Massacre (1987) – By Danny Runion

If you love “in-action” movies, this is the definitive movie of its kind. Why would I call it “in-action”? Firstly, if you think of a John Woo staged action scene, Massacre is 180° away from it. Second, I’ve seen better staged gunfights starring Elmer Fudd. The fight scenes are worse than two guys pushing each other. The old fights in Westerns that missed by two miles would be an improvement over what little action there is in this movie. When you start thinking William Shatner would do a better job than the star, Massacre is in serious trouble. Finally, they have at most two minutes of action strewn throughout the film’s entire run time.
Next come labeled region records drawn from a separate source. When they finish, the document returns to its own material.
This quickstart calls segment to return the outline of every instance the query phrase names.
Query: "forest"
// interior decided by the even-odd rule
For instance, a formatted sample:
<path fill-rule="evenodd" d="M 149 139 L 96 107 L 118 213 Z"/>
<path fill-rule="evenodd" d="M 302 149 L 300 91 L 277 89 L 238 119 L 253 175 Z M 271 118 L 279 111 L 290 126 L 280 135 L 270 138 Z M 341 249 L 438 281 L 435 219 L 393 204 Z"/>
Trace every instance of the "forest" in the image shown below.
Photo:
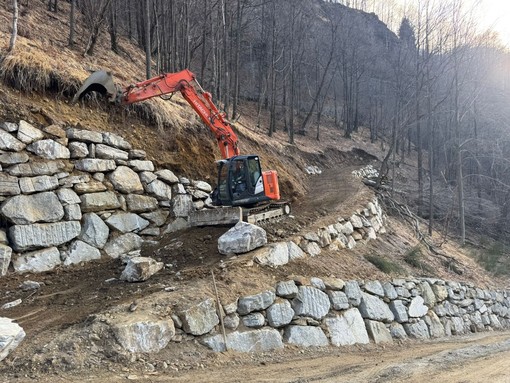
<path fill-rule="evenodd" d="M 189 68 L 234 122 L 243 103 L 256 105 L 269 136 L 284 131 L 292 144 L 321 140 L 325 124 L 346 139 L 368 130 L 386 153 L 378 181 L 392 193 L 395 169 L 416 161 L 405 202 L 430 231 L 454 229 L 462 243 L 469 229 L 510 231 L 510 56 L 465 1 L 423 0 L 405 14 L 393 1 L 42 2 L 68 13 L 70 49 L 93 56 L 102 41 L 123 54 L 119 39 L 129 39 L 145 52 L 147 78 Z M 10 49 L 29 3 L 9 5 Z"/>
David Heavener is the “star” of this movie. There has been a lot of Steven Segal bashing the past few years, but David Heavener somehow elevates Steven Segal to the level of Chow Yun-Fat. A couple reruns of Chuck Norris in Walker: Texas Ranger is a better use of time than David Heavener’s magnum opus. The 80s saw a huge number of cops on the edge: Nolte…Gibson…Stallone. You should notice David Heavener doesn’t grace that list. An action star loves to play the cop on the edge. Unfortunately, Heavener doesn’t do anything as heroic or crazy as the cop on the edge. He couldn’t act his way out of a wet shredded paper bag.

I always thought movies should definitely be interesting and actually have likeable characters. Apparently, this movie demonstrates that isn’t necessary when the lead actor has the all the charisma of a head of wilting cabbage. I wanted everyone in this movie to be eaten by flying piranhas or to suffer in some other horrible way to atone for me having to watch this fim. When the best part of the movie is the trailer preceding it for the Miles O’Keefe Civil War classic Blood and Honor, you know it is going to be long 90 minutes.

I’ve been thinking about the name of it. There really wasn’t a massacre in this movie. When you think Massacre, you think Texas Chainsaw. I think they took the spaces out of the title. It should be Mass Acre or M(y) Ass Acre. The first suggestion makes it sound like something to do with physics and land measurements. But, the second suggestion sounds more like an Acre of Ass, Which pretty accurately describes how much this movie sucked.